An asteroid around the size of a double decker bus has passed by closer to Earth than the orbit of the moon.
Although there are international teams of scientists and researchers constantly monitoring the sky for asteroid activity, astronomers at the Mt Lemmon Survey team had only discovered the asteroid, called 2014 HL129, a few days before it passed by our planet on 3 May.
The space rock passed within 186,000 miles of Earth, which might sound a lot, but is within the Moon's orbit.
Nasa scientists and researchers keep a constant look-out for potentially dangerous asteroids that could crash into the earth.
In 2013 over 1,000 people were injured after an asteroid exploded above the Russian city of Chelyabinsk.
Former astronaut Ed Lu told Wired.co.uk that it was only "blind luck" that the planet had not suffered a deadly hit from an asteroid, the Independentreports.

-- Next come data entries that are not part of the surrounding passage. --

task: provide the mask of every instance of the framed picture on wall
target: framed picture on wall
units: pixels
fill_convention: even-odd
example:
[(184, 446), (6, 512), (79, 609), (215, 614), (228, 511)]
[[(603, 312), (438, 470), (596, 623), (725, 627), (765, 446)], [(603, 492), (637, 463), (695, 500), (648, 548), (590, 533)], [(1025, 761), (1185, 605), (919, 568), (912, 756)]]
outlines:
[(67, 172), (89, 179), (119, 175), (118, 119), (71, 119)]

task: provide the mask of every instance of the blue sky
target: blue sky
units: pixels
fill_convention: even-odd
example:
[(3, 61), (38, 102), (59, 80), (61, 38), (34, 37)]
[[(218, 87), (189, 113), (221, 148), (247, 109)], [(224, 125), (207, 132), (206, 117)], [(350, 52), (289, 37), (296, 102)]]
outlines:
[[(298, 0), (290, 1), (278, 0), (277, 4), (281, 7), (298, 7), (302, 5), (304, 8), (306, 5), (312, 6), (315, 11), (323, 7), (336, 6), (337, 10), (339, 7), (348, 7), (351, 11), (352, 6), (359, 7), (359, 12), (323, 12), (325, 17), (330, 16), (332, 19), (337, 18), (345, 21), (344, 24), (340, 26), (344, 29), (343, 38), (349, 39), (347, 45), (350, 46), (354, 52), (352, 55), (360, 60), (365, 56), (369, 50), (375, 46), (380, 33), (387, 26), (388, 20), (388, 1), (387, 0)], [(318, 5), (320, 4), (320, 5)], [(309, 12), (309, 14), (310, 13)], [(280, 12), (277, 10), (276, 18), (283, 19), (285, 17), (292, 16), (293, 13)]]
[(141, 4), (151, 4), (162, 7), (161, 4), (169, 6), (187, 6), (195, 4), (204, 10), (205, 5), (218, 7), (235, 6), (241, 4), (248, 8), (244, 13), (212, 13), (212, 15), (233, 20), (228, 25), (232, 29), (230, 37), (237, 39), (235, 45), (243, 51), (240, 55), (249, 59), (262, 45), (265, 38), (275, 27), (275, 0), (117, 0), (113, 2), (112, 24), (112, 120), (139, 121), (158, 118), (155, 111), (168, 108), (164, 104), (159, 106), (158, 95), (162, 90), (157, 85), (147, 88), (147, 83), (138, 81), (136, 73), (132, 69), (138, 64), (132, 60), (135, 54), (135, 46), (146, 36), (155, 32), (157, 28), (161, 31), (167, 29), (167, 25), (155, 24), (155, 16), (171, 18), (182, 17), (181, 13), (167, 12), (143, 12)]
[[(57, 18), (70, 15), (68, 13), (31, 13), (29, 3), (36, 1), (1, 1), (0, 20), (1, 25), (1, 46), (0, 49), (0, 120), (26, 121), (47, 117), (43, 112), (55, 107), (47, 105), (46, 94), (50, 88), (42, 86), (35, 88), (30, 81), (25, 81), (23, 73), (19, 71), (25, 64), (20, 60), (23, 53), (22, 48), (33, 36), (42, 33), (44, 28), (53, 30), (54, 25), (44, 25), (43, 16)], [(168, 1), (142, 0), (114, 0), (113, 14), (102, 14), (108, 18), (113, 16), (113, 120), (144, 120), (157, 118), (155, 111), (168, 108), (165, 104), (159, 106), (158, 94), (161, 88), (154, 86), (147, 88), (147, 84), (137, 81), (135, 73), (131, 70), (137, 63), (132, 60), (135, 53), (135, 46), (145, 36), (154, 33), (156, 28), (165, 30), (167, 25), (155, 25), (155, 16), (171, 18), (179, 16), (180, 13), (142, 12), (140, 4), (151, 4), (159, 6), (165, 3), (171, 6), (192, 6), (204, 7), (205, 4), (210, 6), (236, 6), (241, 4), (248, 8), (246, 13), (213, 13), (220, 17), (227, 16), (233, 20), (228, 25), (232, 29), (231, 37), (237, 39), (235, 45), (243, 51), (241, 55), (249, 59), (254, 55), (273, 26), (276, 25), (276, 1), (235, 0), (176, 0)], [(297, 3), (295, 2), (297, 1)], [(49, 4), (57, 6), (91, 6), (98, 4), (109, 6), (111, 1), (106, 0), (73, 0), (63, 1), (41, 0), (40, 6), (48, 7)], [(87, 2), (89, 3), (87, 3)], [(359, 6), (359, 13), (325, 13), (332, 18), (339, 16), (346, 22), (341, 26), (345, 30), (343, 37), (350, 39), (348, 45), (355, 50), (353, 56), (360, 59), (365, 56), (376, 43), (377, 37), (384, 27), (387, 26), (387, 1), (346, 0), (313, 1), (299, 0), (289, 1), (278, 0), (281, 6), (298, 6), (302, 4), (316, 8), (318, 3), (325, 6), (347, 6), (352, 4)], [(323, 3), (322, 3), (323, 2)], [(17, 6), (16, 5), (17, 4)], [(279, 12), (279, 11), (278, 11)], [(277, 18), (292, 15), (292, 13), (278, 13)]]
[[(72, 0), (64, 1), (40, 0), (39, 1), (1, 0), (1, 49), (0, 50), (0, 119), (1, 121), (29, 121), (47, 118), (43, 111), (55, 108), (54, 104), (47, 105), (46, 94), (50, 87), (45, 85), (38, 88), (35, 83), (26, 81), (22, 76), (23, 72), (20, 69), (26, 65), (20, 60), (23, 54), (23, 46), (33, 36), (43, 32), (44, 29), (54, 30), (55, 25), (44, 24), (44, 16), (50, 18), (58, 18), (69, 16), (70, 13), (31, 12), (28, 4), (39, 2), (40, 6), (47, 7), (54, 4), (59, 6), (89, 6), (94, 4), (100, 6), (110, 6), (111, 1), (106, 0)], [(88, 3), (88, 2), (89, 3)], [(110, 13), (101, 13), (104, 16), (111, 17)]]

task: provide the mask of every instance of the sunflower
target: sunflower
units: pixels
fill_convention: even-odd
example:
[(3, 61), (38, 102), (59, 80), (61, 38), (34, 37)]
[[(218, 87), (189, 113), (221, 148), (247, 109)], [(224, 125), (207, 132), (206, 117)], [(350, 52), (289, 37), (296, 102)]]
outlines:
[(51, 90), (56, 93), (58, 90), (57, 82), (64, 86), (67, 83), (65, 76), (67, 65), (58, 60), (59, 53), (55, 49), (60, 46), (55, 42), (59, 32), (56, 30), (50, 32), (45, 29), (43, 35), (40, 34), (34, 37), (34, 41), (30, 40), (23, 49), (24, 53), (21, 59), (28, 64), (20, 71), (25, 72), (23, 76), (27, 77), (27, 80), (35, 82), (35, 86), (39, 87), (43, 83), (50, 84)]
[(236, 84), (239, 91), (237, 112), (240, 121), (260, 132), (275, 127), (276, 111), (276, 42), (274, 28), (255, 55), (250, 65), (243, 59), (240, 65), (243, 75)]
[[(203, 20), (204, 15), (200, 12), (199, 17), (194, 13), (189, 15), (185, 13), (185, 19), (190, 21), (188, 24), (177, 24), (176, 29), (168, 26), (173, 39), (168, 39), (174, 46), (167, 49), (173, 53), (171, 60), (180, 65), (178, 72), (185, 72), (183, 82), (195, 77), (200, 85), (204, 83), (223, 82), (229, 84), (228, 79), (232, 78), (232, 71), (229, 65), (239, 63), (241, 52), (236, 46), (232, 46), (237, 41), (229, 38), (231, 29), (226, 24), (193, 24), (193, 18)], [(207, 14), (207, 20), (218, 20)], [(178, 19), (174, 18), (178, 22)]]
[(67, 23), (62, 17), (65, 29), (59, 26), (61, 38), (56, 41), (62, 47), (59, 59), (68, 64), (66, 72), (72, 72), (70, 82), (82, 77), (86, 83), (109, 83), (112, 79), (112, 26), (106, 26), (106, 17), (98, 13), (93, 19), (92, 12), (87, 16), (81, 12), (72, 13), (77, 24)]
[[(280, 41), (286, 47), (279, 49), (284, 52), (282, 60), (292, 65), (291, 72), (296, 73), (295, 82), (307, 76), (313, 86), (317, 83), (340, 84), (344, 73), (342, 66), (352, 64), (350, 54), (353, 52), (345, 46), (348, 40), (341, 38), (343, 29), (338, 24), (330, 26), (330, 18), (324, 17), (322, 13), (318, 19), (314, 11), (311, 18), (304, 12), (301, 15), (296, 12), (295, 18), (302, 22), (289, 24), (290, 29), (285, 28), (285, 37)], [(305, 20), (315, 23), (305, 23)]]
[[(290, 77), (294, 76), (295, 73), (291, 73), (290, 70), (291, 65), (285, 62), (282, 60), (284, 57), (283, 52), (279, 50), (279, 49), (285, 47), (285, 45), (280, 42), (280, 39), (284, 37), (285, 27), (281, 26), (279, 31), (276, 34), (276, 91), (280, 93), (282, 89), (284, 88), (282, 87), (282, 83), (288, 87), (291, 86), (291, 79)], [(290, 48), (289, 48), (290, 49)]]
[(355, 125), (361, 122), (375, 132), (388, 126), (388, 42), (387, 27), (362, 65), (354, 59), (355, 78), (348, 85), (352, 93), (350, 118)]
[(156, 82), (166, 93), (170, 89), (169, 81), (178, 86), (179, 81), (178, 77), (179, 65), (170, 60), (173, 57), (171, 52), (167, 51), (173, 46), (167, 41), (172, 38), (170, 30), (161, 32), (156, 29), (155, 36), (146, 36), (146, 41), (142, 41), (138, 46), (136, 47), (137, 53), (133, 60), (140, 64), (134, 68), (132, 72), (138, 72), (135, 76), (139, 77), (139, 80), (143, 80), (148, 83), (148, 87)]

He said: "While most large asteroids with the potential to destroy an entire country or continent have been detected, less than 10,000 of the more than a million dangerous asteroids with the potential to destroy an entire major metropolitan area have been found by all existing space or terrestrially-operated observatories."
According to the NZ Herald he added: "Because we don't know where or when the next major impact will occur, the only thing preventing a catastrophe from a 'city-killer' sized asteroid has been blind luck."
Sky News reports that the latest asteroid was the size of a double decker bus at seven metres wide.